Extracellular matrix remodeling attenuated after experimental postinfarct left ventricular aneurysm repair

Abstract

Background: Left ventricular aneurysm repair (LVAR) prevents congestive heart failure after myocardial infarction (MI). LV dilation after MI is related to postinfarct myocardial remodeling and leads to CHF. Because changes in matrix metalloproteinases (MMPs), tissue inhibitors of metalloproteinases (TIMPs), and the physical properties of collagens are involved in myocardial remodeling, the effect of postinfarct LVAR on these factors was tested.

Methods: Rats with surgically induced MI, which did or did not receive postinfarct LVAR, were compared with each other and with controls. TIMP messenger RNA and protein expression, MMP gelatin zymography activity, and collagen fibrosis were measured in heart tissue.

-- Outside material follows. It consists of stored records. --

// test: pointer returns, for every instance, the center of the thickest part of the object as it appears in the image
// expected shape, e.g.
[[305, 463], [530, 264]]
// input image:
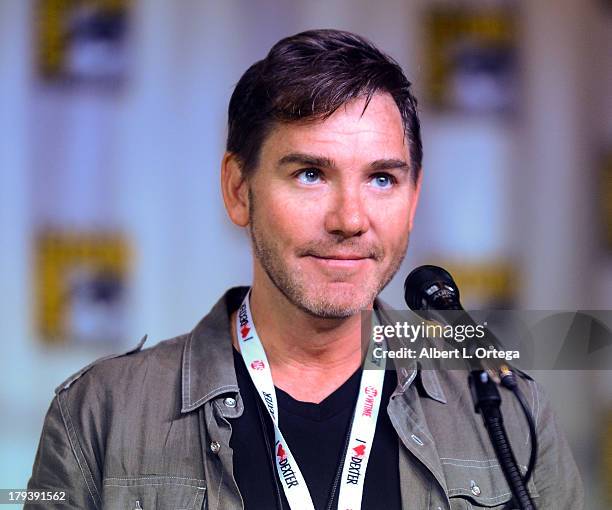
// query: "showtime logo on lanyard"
[[368, 405], [243, 319], [286, 470], [354, 471]]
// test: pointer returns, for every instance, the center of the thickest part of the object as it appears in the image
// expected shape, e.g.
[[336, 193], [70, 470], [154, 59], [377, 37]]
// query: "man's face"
[[331, 206]]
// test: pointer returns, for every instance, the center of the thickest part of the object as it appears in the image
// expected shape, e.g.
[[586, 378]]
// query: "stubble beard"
[[294, 288]]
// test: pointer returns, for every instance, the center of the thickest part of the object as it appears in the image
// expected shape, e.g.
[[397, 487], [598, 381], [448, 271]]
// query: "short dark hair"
[[308, 76]]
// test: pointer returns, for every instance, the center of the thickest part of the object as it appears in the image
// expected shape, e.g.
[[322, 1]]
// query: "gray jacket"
[[149, 429]]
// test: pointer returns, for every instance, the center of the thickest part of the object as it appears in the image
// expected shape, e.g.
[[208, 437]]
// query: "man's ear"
[[235, 191], [416, 193]]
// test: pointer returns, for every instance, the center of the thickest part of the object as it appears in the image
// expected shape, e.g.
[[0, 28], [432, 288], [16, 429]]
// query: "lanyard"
[[363, 425]]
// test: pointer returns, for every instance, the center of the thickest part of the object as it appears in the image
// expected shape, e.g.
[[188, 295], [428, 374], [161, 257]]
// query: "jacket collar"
[[208, 361]]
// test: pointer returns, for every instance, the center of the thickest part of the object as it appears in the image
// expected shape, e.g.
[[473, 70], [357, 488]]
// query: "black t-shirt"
[[316, 434]]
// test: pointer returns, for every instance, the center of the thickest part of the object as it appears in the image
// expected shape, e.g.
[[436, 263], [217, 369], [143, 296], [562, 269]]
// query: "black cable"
[[508, 379], [487, 401]]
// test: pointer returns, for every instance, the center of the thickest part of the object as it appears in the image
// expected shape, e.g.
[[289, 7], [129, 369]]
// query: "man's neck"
[[309, 357]]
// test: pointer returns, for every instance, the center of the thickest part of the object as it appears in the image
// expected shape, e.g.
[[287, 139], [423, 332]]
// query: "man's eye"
[[309, 176], [383, 181]]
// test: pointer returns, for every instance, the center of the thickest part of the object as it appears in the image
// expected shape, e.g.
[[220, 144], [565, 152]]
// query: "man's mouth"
[[340, 261]]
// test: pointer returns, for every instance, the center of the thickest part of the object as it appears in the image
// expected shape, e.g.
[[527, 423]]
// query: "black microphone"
[[431, 289], [431, 292]]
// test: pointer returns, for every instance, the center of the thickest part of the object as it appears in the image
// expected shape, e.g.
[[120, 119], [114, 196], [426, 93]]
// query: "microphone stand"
[[432, 289], [487, 402]]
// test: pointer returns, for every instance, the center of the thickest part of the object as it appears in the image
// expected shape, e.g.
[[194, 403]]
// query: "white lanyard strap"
[[363, 426]]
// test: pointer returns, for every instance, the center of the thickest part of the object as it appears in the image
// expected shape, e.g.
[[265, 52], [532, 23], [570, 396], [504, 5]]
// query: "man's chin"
[[339, 301]]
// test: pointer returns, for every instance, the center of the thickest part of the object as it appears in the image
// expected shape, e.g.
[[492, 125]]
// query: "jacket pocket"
[[478, 484], [150, 492]]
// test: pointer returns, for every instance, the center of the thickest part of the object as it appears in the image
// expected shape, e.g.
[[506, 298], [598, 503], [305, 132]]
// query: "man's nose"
[[347, 215]]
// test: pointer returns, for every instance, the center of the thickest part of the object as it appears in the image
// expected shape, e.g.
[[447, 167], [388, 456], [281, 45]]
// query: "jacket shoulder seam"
[[78, 452]]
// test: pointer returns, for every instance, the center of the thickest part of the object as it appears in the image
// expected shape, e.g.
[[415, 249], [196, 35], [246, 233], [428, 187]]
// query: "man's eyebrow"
[[301, 158], [389, 164], [324, 162]]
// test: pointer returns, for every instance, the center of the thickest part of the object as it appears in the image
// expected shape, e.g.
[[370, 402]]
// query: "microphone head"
[[431, 288]]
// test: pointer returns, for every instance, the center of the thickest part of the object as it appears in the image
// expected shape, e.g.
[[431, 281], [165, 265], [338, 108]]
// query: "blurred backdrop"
[[112, 127]]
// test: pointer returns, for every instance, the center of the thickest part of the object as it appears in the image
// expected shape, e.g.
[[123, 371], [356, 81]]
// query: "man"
[[265, 404]]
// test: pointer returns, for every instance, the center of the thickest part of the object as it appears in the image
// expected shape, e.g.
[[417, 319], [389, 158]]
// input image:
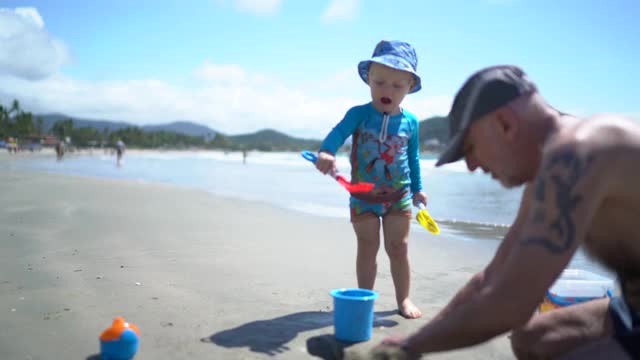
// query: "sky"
[[240, 66]]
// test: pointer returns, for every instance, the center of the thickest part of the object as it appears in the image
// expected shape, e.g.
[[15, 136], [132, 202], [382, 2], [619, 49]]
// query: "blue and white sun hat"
[[394, 54]]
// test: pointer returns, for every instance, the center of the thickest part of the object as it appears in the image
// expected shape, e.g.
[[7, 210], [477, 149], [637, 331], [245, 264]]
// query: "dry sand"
[[202, 277]]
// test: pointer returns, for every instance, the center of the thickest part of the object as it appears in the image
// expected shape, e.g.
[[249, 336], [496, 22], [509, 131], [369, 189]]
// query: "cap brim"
[[453, 152]]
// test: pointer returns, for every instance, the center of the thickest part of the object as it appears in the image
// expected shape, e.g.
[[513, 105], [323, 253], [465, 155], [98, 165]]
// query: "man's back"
[[608, 149]]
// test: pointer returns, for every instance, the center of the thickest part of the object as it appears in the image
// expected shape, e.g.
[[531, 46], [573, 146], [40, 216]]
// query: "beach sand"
[[202, 277]]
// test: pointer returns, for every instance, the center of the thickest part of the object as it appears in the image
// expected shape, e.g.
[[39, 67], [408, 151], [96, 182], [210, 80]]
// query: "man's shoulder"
[[596, 133]]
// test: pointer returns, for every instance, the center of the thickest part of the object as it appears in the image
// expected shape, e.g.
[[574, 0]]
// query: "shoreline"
[[214, 273]]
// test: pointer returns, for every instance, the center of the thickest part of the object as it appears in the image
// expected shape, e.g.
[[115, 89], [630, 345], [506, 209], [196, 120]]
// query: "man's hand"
[[326, 163]]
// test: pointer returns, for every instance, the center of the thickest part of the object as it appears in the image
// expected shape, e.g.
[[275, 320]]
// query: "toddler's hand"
[[326, 163], [418, 198]]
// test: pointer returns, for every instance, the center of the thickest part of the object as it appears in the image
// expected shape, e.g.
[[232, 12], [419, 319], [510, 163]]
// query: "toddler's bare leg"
[[396, 241]]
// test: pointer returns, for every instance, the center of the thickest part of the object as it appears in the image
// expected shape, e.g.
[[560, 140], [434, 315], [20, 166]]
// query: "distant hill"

Results: A threefold difference in the infarction area ratio was observed between samples of LVAs and of repaired LVAs. Compared with rats without LVAR, rats with repaired LVAs exhibited a higher percentage fractional shortening and significantly lower LV end-systolic and end-diastolic diameters. These salutary effects on LV diameter after LVAR were accompanied by a reversal of myocardial remodeling activity. After MI, TIMP expression decreased, MMP activity increased, and collagen fibrosis increased. After LVAR, TIMP expression increased, and MMP activity and collagen fibrosis decreased. These markers of remodeling activity changed significantly and approached preinfarct levels after LVAR.

Conclusions: This study demonstrated that postinfarct LVAR prevents further congestive heart failure by attenuating myocardial remodeling in the LV and is thus indicated both to prevent heart failure and to reduce excessive postinfarct myocardial remodeling.